Precious Metal Jewelry - What do the terms really mean?

Posted by Rick Cameron on Apr 16th 2017

The following is a very basic discussion of the words that we, as jewelry makers and jewelry consumers, use everyday. Every field of endeavor has its own vocabulary, and jewelry is no exception but, because so much money is in play, it is especially important for you to know the meaning of the common terms that are used in the trade to specify the purity (and hence, the value) of the various metals used. 
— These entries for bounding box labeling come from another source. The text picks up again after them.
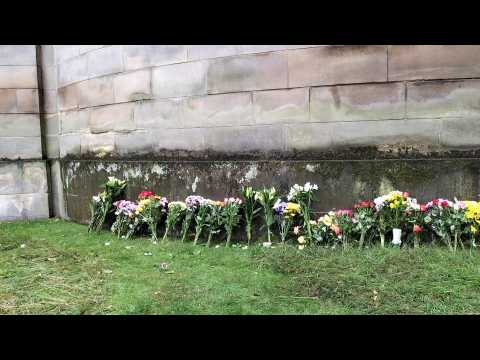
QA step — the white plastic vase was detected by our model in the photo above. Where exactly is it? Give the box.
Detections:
[392,229,402,245]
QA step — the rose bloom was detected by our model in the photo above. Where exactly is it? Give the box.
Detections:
[413,224,423,234]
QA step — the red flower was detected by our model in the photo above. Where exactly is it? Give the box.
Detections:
[413,224,423,234]
[138,191,154,200]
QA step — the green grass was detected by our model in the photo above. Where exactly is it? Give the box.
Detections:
[0,219,480,314]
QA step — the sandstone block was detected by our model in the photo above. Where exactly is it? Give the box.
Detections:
[89,103,135,134]
[253,88,310,124]
[388,45,480,80]
[310,83,405,122]
[86,45,123,78]
[113,69,152,103]
[407,80,480,118]
[287,45,387,87]
[182,93,253,128]
[134,99,183,129]
[207,53,288,93]
[152,61,207,98]
[123,45,187,70]
[0,66,37,89]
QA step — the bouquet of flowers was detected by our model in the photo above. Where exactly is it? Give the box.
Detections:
[287,182,318,241]
[222,197,242,246]
[462,201,480,247]
[205,200,225,247]
[424,199,458,250]
[181,195,204,242]
[373,191,419,247]
[135,192,168,241]
[242,186,260,245]
[353,200,375,248]
[193,198,211,245]
[333,209,356,249]
[255,187,277,244]
[273,199,300,243]
[88,176,127,232]
[111,200,138,239]
[162,201,187,241]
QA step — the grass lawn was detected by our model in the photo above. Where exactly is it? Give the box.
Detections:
[0,219,480,314]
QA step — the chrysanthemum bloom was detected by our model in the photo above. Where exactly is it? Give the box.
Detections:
[413,224,423,234]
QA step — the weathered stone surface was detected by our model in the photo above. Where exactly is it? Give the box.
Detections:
[388,45,480,80]
[115,131,154,156]
[182,93,253,128]
[285,123,332,151]
[113,69,152,103]
[205,125,284,153]
[123,45,187,70]
[22,161,48,194]
[42,65,57,90]
[407,80,480,118]
[0,66,37,89]
[0,89,17,114]
[0,45,37,66]
[0,162,22,195]
[86,45,123,78]
[40,90,58,114]
[80,133,115,158]
[207,53,288,93]
[57,84,79,111]
[42,114,60,135]
[89,103,135,134]
[134,99,183,129]
[150,128,205,153]
[45,135,60,159]
[50,160,67,218]
[78,45,106,54]
[439,116,480,149]
[253,88,310,124]
[59,134,80,157]
[152,61,208,98]
[55,45,80,64]
[0,114,40,137]
[17,89,39,113]
[287,45,387,87]
[0,194,49,221]
[332,119,441,148]
[188,45,237,60]
[59,109,90,134]
[310,83,405,122]
[0,136,42,160]
[237,45,318,54]
[77,77,115,108]
[57,55,89,87]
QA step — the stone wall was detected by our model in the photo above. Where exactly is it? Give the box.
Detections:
[4,45,480,221]
[0,45,49,220]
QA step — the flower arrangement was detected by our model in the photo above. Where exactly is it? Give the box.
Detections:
[181,195,204,242]
[135,192,168,242]
[88,176,127,232]
[205,200,225,247]
[193,198,210,245]
[242,186,261,245]
[162,201,187,241]
[221,197,242,247]
[273,199,300,243]
[89,177,480,251]
[287,182,318,242]
[353,200,375,248]
[111,200,138,239]
[255,187,277,244]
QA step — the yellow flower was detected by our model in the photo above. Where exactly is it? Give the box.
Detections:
[318,215,332,226]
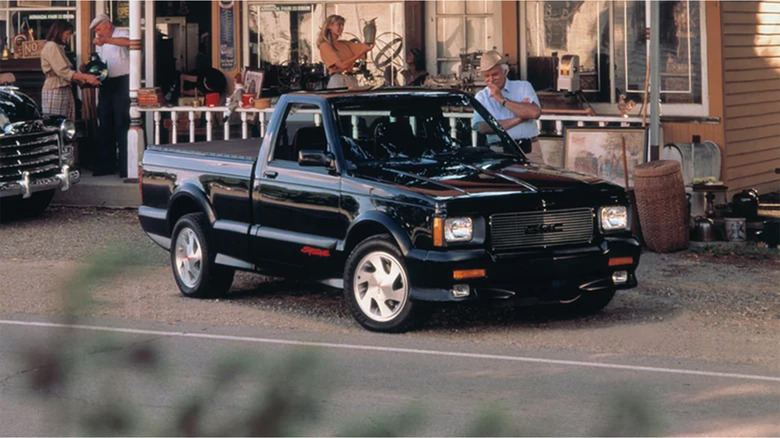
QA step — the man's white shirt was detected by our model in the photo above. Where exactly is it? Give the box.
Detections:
[97,29,130,78]
[472,80,542,142]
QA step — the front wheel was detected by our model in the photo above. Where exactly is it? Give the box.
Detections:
[171,213,235,298]
[344,236,424,332]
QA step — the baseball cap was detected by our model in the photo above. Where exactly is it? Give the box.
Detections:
[479,50,506,71]
[89,12,110,30]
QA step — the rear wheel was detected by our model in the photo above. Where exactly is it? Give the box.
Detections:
[171,213,235,298]
[344,236,426,332]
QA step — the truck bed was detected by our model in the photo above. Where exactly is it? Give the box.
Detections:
[147,137,263,161]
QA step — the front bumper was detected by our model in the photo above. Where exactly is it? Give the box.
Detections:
[0,165,81,198]
[405,237,641,304]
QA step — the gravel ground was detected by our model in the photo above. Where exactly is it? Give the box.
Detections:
[0,207,780,367]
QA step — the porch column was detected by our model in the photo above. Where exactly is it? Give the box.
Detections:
[648,2,661,159]
[127,0,144,179]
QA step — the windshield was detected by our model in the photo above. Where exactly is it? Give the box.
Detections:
[334,94,524,166]
[0,87,41,125]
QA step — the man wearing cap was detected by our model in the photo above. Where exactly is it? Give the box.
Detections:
[472,50,542,153]
[89,13,130,178]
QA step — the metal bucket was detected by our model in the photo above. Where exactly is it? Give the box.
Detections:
[724,217,746,242]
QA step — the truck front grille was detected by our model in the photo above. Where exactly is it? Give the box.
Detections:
[0,132,60,182]
[490,208,593,253]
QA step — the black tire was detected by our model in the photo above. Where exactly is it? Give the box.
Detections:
[171,213,235,298]
[344,235,430,333]
[565,288,615,315]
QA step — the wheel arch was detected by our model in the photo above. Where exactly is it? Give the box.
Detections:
[340,211,413,259]
[166,184,217,235]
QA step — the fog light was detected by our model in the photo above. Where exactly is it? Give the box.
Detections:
[452,284,471,298]
[612,271,628,284]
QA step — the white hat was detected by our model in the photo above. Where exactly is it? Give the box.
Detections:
[479,50,506,71]
[89,12,110,30]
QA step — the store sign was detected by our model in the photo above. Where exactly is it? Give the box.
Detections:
[260,5,312,12]
[27,12,76,20]
[219,0,236,70]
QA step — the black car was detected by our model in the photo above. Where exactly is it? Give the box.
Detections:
[139,89,640,331]
[0,86,81,220]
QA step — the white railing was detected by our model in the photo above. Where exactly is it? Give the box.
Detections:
[139,106,642,144]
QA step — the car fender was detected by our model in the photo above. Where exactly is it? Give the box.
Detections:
[166,182,217,231]
[337,211,414,256]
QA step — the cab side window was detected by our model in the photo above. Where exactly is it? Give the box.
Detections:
[272,103,328,162]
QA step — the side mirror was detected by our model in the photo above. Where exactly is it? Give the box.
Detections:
[298,149,336,169]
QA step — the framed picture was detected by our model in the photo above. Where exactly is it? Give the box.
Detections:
[244,70,265,97]
[563,127,647,187]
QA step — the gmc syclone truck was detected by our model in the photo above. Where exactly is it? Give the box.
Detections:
[138,89,640,331]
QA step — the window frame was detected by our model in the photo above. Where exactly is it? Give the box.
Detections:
[425,0,504,75]
[0,0,82,60]
[518,0,711,117]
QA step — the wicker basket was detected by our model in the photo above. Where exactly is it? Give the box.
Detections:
[634,160,690,252]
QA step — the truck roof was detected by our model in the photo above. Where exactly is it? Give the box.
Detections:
[290,87,465,99]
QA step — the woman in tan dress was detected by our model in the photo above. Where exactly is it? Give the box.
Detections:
[317,14,374,88]
[41,20,100,120]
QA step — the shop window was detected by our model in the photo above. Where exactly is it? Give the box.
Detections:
[246,1,404,90]
[0,0,78,55]
[615,1,704,104]
[426,0,500,75]
[524,0,706,113]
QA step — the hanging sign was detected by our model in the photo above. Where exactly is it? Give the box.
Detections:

There are three precious metals which are used in the vast majority of fine jewelry: silver, gold and platinum. Although many other materials are used as well (e.g. copper, brass, bronze, cobalt, titanium, palladium etc.), these three are the mainstays and the most valuable. Each begins as a pure metallic element, and each is then combined with other metals to achieve desired physical characteristics (such as hardness, color, durability).

Silver

Pure silver is rarely used as the main element in a piece of jewelry. It is very soft and easily damaged. Typically it is mixed (alloyed) with other metals such as copper to improve its physical properties (e.g. hardness, tarnish resistance etc.). The most common alloy of silver is Sterling, an international standard for centuries. While the word 'silver' can mean anything from pure (100%) silver, referred to as fine' silver, to a silver-colored metal with very little or none of the element silver, the term Sterling has a specific (legal) definition: 92.5% is silver by weight, the other 7.5% being various other metals (also selected for what they lend to the end-product). Sterling jewelry will be stamped 'Sterling', 'Sterling Silver' or '925'.

Gold: 

The purity of gold is expressed as a number up to 24 plus the word 'karat'. Pure gold is 24 karat (or 24K) which is, like pure silver, too soft for practical wearability. The percentage of the element 'gold' in a piece of jewelry is the ratio of actual gold in the piece to what would be pure gold. For example, 18K gold is 18 divided by 24 or 18 parts in 24 or 75% gold; 14K is 14/24 or 58.3% gold, and so on. The higher the karat, the greater the value, all other things being equal, with any piece made from 14K or higher being considered 'fine' jewelry; you may come across items stamped 9, 10 and 12K, but these pieces are more in the family of costume jewelry. Depending on karatage, gold will be stamped 14K or .583; 18K  or 750, 22K and so on.

Platinum:  

Although the price of platinum per ounce today is below that of gold, platinum is much denser/heavier than gold for any given volume; in other words, a piece of jewelry made of platinum will weigh much more than the same piece made of gold...and platinum is much more difficult to work with, so it takes more time/labor to make something. The purity of platinum is expressed as a percentage of weight: 900plat is 90% platinum by weight; 950plat (the international standard) is 95% platinum by weight. Alloying metals are typically iridium or ruthenium.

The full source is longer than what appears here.